The online event, ‘Great New Housing In Rural Northumberland: What are the ingredients?’, is being hosted by the Northumberland branch of CPRE, the countryside charity, and takes place on Monday, November 1 from 1-3.30pm.

Speakers include the organisation’s national CEO Crispin Truman, Rob Murfin, director of planning at Northumberland County Council, the founding director of Create Streets, Nicholas Boys Smith, and architect Nigel Jenkins.

Housing has become a contentious topic in recent years not just in terms of where houses are built but the quality of the housing schemes being put forward.

Webinar organiser Annie Lloyd said: “Many people are really concerned about the current quantity and quality of volume house-building in our region but it’s very easy to say what we don’t like, much harder to define what we do.

“How do we differentiate great housing from mediocre tick-box schemes?”

CPRE Northumberland has launched a new campaign to highlight the subject and the November discussion is the centrepiece of the awareness-raising effort.

Annie added: “We want to make a positive case for well-designed housing that provides a range of affordable homes for local people, and is kind to the environment.

“We want to set out what we feel are the ingredients of really great housing design - if people knew a little more about them, they could demand better from housebuilders – as buyers, renters, councillors, voters or just individuals feeling powerless about developments on their doorstep.

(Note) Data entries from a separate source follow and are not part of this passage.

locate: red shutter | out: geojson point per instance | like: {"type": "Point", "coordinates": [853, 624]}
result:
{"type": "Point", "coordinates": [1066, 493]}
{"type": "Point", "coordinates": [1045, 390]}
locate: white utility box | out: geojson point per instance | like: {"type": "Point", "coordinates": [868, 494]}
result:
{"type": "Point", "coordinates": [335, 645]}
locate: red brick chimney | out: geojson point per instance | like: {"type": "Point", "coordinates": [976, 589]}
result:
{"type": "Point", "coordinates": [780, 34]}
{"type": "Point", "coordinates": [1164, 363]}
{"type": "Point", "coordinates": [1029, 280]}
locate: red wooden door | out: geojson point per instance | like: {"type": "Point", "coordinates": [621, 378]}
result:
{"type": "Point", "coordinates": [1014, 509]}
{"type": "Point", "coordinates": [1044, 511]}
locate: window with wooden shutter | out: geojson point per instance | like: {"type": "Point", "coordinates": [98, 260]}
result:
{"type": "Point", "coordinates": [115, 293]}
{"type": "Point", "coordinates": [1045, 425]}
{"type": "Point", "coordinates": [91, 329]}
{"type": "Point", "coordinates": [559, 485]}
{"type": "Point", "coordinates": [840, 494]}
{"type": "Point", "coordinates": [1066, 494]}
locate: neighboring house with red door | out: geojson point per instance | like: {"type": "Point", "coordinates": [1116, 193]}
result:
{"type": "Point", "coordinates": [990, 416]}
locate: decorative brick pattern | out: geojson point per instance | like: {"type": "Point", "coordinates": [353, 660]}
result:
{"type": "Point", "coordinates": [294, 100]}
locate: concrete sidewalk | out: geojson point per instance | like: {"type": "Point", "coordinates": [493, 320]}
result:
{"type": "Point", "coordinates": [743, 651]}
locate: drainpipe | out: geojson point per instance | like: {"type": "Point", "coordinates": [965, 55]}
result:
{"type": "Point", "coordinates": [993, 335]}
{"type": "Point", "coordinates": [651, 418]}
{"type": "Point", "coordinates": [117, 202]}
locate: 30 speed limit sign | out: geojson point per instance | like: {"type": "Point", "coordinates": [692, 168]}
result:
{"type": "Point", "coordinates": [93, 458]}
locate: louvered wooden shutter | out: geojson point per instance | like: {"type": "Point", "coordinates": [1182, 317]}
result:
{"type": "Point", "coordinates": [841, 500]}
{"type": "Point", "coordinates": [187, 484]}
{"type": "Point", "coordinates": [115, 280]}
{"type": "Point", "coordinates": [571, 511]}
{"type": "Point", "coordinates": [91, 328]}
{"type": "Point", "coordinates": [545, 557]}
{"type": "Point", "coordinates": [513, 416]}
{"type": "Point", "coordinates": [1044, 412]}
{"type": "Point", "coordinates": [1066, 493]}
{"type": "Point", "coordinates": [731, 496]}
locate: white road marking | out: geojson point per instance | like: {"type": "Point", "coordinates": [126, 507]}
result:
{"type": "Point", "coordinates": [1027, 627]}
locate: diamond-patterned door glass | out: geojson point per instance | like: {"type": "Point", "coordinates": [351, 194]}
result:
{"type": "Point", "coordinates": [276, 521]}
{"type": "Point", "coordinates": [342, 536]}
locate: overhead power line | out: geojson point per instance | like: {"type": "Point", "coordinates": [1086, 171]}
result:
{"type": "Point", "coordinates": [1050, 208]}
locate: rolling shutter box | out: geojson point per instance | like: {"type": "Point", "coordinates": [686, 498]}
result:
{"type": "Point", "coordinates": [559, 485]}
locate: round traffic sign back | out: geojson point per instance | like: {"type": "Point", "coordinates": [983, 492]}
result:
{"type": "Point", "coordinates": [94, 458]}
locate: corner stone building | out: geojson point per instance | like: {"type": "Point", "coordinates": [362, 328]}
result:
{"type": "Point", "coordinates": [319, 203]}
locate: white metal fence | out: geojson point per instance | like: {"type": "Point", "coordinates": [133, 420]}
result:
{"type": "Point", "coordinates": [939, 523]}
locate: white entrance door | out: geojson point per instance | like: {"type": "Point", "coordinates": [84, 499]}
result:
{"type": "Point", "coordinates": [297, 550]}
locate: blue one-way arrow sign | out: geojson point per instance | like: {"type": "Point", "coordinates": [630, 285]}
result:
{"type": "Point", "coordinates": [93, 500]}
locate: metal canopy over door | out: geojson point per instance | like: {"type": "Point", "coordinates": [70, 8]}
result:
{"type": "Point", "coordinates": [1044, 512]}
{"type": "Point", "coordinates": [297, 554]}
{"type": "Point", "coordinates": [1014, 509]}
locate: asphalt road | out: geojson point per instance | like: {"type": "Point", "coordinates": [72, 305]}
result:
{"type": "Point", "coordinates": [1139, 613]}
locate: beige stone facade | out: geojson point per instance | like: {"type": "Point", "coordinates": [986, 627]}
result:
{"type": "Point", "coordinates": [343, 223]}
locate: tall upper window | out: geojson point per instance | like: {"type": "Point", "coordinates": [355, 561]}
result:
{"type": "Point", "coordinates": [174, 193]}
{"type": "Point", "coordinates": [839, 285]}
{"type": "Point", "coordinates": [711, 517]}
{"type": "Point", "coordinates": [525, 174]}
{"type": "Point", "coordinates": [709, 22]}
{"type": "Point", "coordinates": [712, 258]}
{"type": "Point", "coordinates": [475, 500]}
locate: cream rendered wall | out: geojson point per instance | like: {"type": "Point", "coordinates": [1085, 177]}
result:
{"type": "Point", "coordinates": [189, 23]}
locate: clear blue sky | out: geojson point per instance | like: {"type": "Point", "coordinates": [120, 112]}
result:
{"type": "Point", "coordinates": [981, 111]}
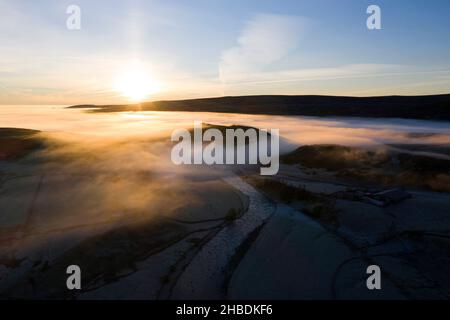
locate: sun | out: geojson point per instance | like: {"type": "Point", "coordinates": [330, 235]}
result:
{"type": "Point", "coordinates": [136, 84]}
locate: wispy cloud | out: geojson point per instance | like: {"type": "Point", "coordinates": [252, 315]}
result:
{"type": "Point", "coordinates": [266, 38]}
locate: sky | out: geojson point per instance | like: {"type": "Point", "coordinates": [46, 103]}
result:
{"type": "Point", "coordinates": [167, 49]}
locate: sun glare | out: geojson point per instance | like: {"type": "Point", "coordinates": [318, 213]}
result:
{"type": "Point", "coordinates": [136, 85]}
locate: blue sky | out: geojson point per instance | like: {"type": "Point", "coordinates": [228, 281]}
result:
{"type": "Point", "coordinates": [205, 48]}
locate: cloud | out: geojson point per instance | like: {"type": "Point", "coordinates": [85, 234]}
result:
{"type": "Point", "coordinates": [265, 39]}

“More housing may be needed but it must prioritise need, location, people and the planet, over pure profit - housing must meet an identified need, not developer demand.

“We could be using tax to incentivise brownfield re-use and to discourage greenbelt proposals, empty homes, second homes and holiday rentals.

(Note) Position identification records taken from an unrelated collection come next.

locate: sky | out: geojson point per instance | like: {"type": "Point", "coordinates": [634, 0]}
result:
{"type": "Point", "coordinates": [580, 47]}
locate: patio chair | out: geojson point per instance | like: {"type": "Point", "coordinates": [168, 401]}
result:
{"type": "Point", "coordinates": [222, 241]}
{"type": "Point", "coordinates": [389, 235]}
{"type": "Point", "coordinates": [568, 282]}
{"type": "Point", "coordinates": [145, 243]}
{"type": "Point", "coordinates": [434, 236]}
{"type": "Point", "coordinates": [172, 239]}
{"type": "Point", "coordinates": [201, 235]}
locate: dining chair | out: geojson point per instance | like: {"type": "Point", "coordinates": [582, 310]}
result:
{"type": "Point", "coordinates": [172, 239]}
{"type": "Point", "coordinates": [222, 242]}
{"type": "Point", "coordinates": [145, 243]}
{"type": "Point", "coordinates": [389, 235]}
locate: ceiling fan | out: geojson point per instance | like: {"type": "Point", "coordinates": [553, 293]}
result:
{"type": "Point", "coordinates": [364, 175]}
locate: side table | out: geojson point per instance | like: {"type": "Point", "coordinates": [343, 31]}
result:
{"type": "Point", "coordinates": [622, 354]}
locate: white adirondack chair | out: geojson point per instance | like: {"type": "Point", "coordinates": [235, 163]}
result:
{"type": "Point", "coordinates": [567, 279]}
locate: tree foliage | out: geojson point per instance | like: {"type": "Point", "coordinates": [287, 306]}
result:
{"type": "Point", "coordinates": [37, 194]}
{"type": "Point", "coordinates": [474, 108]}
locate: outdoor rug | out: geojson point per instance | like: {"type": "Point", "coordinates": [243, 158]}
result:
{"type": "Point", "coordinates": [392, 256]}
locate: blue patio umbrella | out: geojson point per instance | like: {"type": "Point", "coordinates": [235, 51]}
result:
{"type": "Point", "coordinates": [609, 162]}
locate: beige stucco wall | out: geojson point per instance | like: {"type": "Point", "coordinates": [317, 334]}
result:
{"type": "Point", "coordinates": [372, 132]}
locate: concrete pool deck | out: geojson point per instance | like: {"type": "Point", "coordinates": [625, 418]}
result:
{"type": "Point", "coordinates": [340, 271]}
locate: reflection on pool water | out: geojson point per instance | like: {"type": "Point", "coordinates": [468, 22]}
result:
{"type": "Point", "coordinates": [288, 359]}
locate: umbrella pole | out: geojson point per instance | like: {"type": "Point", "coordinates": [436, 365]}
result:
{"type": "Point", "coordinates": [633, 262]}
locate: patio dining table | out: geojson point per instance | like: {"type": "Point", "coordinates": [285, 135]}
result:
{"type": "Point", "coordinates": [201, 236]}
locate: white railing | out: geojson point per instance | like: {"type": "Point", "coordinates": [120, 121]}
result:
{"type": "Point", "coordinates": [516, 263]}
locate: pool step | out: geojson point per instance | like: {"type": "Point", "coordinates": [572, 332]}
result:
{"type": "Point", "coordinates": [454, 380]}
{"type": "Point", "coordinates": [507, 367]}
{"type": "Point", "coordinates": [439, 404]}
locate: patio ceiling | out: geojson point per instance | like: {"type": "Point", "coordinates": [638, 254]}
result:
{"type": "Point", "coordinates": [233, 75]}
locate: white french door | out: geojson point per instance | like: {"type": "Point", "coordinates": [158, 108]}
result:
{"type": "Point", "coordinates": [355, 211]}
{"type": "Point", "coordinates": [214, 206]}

“We could rename affordable housing as appropriate housing to dissolve away stigma. We could be preventing land-banking by specifying a finite completion date for developments and so much more.

“We want to keep our green open spaces as just that – the stunning countryside that we all value for its natural peace and beauty.

“But where new housing does need to be provided, it is perfectly possible to build sensitive, well-designed, vibrant places with built-in qualities like sustainability, biodiversity, active transport, connectivity, green and blue infrastructure.”